Logement : de bons résultats qui incitent à continuer 17ᵉ réunion du Comex logement

publié le 9 février 2017

Jean-François Carenco, préfet de la région d’Île-de-France, préfet de Paris, a présidé le 8 Février ce jour, la 17ᵉ réunion du Comex logement.
Instaurée par le préfet dès son arrivée en Île-de-France, cette réunion mensuelle des acteurs publics et privés du logement en Île-de-France a porté ses fruits. « Quand je suis arrivé, cela constituait une innovation, maintenant, les bons résultats du logement témoignent de l’efficacité de ce dispositif » a souligné le préfet de la région d’Île-de-France.

De bons résultats dans de nombreux domaines

À l’occasion de cette réunion, le préfet de région a rappelé les nombreux sujets élaborés et mis en œuvre dans le cadre d’un partenariat étroit entre les différents partenaires et dont les résultats sont bons, comme la reprise de la construction de logements ou l’augmentation historique de la production de logements sociaux, ou encore la prévention de la dégradation des quartiers pavillonnaires, par la création de la SOREPAD, société résultant d’une coopération entre Action Logement et l’Établissement public foncier de la région Île-de-France (EPFIF).

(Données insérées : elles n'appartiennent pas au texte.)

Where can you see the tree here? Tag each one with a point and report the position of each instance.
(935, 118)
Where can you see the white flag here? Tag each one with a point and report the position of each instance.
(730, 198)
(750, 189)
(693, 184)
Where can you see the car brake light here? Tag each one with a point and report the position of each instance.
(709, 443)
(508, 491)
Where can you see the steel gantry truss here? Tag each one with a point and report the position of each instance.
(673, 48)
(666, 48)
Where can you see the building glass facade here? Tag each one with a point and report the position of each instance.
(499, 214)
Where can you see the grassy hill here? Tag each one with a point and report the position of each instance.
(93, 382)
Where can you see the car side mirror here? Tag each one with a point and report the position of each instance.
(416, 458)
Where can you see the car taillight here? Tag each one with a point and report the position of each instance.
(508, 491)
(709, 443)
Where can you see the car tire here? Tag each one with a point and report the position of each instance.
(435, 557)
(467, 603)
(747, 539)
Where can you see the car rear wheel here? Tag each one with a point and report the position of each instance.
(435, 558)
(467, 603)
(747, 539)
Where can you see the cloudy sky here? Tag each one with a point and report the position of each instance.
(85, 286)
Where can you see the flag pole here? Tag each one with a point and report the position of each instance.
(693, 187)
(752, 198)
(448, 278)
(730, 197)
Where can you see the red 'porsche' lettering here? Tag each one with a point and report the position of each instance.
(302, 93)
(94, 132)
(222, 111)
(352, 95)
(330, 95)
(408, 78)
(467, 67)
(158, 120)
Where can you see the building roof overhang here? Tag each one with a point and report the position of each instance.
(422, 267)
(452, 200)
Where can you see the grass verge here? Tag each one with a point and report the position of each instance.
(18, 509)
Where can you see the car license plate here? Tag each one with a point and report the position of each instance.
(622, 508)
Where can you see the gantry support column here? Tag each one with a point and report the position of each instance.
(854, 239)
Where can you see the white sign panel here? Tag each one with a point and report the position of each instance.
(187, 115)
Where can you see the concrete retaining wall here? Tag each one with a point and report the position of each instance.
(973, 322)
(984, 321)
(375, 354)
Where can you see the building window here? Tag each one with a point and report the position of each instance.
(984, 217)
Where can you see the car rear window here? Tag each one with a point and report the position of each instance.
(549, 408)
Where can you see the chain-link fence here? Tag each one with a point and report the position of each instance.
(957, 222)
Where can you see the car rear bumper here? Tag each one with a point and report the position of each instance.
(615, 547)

Le préfet de région a également rappelé que les dernières estimations régionales pour la construction de logements confirment la tendance constatée au 3ᵉ trimestre 2016.

Près de 91 000 logements ont été autorisés en 2016, soit une augmentation de 22,4 % par rapport à l’année 2015 et 70 500 logements ont été mis en chantier (soit une hausse de 12,7 % par rapport à l’année 2015).

Production de logements, objectif territorialisé globalement atteint

Conformément à la loi Grand Paris, un bilan territorialisé de la production de logements a été réalisé et pour la dernière période annuelle, il est globalement satisfaisant. Ainsi, sur les 38 territoires examinés :

  • 17 dépassent de plus de 10 % leur objectif ;
  • 14 remplissent leur objectif ;
  • 7 se situent au-dessous de 90 % de l’objectif mais 5 d’entre eux l’atteignent ou le dépassent en moyenne annuelle sur six ans ;
  • les 12 territoires de la Métropole du Grand Paris (MGP) atteignent, voire dépassent leur objectif.

Ces objectifs sont désormais intégrés, à titre indicatif pour les Établissements publics territoriaux (EPT) de la MGP - au Schéma régional de l’habitat et de l’hébergement, en cours de consultation auprès des 581 collectivités locales concernées.

Lutter contre l’habitat indigne, une priorité

Deux nouvelles opérations de requalification des copropriétés dégradées d’intérêt national en Île-de-France (Orcod-IN), sont en cours de préfiguration : à Mantes-la-Jolie pour le quartier du Val-Fourré et à Argenteuil sur celui du Val d’Argent (Essonne).

En outre, au-delà de l’action sur les copropriétés, 19 collectivités ont été retenues pour l’appel à projet de lutte contre l’habitat indigne lancé par l’État (2,5 millions d’euros ont été d’ores et déjà engagés pour réaliser les études).

Ce sont ainsi plusieurs milliers de logements en copropriété dégradée qui vont bénéficier d’un accompagnement de l’État.

Des objectifs toujours ambitieux

Si les résultats sont bons, il est néanmoins impératif de continuer, a martelé le préfet de région, en rappelant à ses partenaires les objectifs pour 2017 :

  • atteindre l’objectif de production de 37 000 logements locatifs sociaux annuels, inscrit dans le futur Schéma régional de l’habitat et de l’hébergement, en veillant au rééquilibrage des logements à destination des foyers les plus modestes (PLAI-PLUS) et en portant une attention particulière aux communes déficitaires et carencées ;
  • favoriser et développer la mixité dans tous les territoires. Elle peut être renforcée à la fois par un engagement volontariste dans les projets du nouveau programme national de rénovation urbaine, et par la rénovation en profondeur des politiques d’attribution dans le cadre des conférences intercommunales du logement ;
  • poursuivre les efforts de rénovation du parc pour répondre aux enjeux de transition énergétique et écologique ;
  • rendre plus fluides les parcours d’accès au logement des plus démunis, et notamment des ménages DALO.